There are plenty of reasons for optimism in the corn ethanol industry — record production, a higher mandate for biofuels in the gasoline supply and the inauguration of an ethanol supporter, Donald Trump, as president. All the same, the industry is looking for reassurance that the Trump administration will be a friend, considering that prominent federal appointments have gone to ethanol critics.
“I get all the angst,” the president of the Renewable Fuels Association, Bob Dinneen, told an industry conference in Iowa, according to the Des Moines Register. “It’s Donald Trump’s administration and they (cabinet nominees) understand what the boss wants from this program.” Iowa Gov. Terry Branstad, tabbed to become U.S. ambassador to China, said Trump “knows who his friends are. The fact that farmers and rural America supported him to such a great degree, especially here in Iowa, the heart of ethanol production, that’s important to him. And I don’t think it’s something that he’ll forget.”

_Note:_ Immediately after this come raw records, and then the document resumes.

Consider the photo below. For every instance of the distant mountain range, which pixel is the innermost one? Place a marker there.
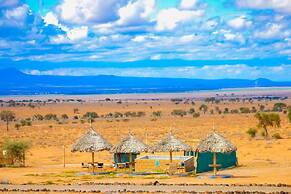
(14, 82)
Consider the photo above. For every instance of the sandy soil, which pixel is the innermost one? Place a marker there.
(260, 161)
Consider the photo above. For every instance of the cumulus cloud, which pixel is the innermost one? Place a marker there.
(272, 31)
(188, 4)
(72, 35)
(89, 11)
(242, 71)
(169, 19)
(283, 6)
(8, 3)
(136, 12)
(239, 22)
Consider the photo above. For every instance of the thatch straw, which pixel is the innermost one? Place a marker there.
(170, 144)
(91, 142)
(130, 144)
(215, 142)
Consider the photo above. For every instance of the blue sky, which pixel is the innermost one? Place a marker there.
(156, 38)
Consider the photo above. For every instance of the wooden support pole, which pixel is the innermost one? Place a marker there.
(130, 162)
(64, 147)
(93, 165)
(214, 164)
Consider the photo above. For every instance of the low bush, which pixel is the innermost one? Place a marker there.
(252, 132)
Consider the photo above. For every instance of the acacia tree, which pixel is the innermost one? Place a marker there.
(16, 150)
(268, 120)
(289, 114)
(203, 108)
(7, 116)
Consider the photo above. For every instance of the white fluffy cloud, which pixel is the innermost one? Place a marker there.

Washington lobbyist Jim Massey predicted at the Iowa conference that the House will pass a bill this year to limit the ethanol blend rate to 10 percent, reported Successful Farming. Dinneen “didn’t argue with that but added that … any bill to weaken the RFS (Renewable Fuels Standard) would likely die in the Senate.”
The Energy Department says ethanol production averaged 1 million barrels a day in 2016, equalling 15.3 billion gallons, an industry record. The DOE’s Energy Information Administration says production “is forecast to average around 1.0 million barrels a day in both 2017 and 2018.” Consumption is forecast around 940,000 to 950,000 barrels a day, meaning ethanol will average 10 percent of the gasoline supply, “as only marginal increases in higher-level ethanol blends are assumed to occur … ”
The EPA effectively set the corn ethanol mandate at 15 billion gallons for this year, the first time that mandate is at the maximum provided by law. The agency has discretion to lower the biofuels targets, which it has used in the past, repeatedly in the case of so-called advanced biofuels. The EPA usually proposes in May the RFS for biofuels in the coming year, so this spring may bring an early marker of how Scott Pruitt, the Trump nominee for EPA administrator, will carry out his promises, during confirmation hearings, to enforce the law.
Wisconsin Rep. Jim Sensenbrenner filed bills this week to require a National Academy of Sciences report on the impact of using ethanol blends higher than the traditional 10 percent and to effectively end the mandate for use of cellulosic biofuels, made from grasses and woody plants. Sensenbrenner, an ethanol critic, said the bills would ensure that EPA biofuel targets are based in reality.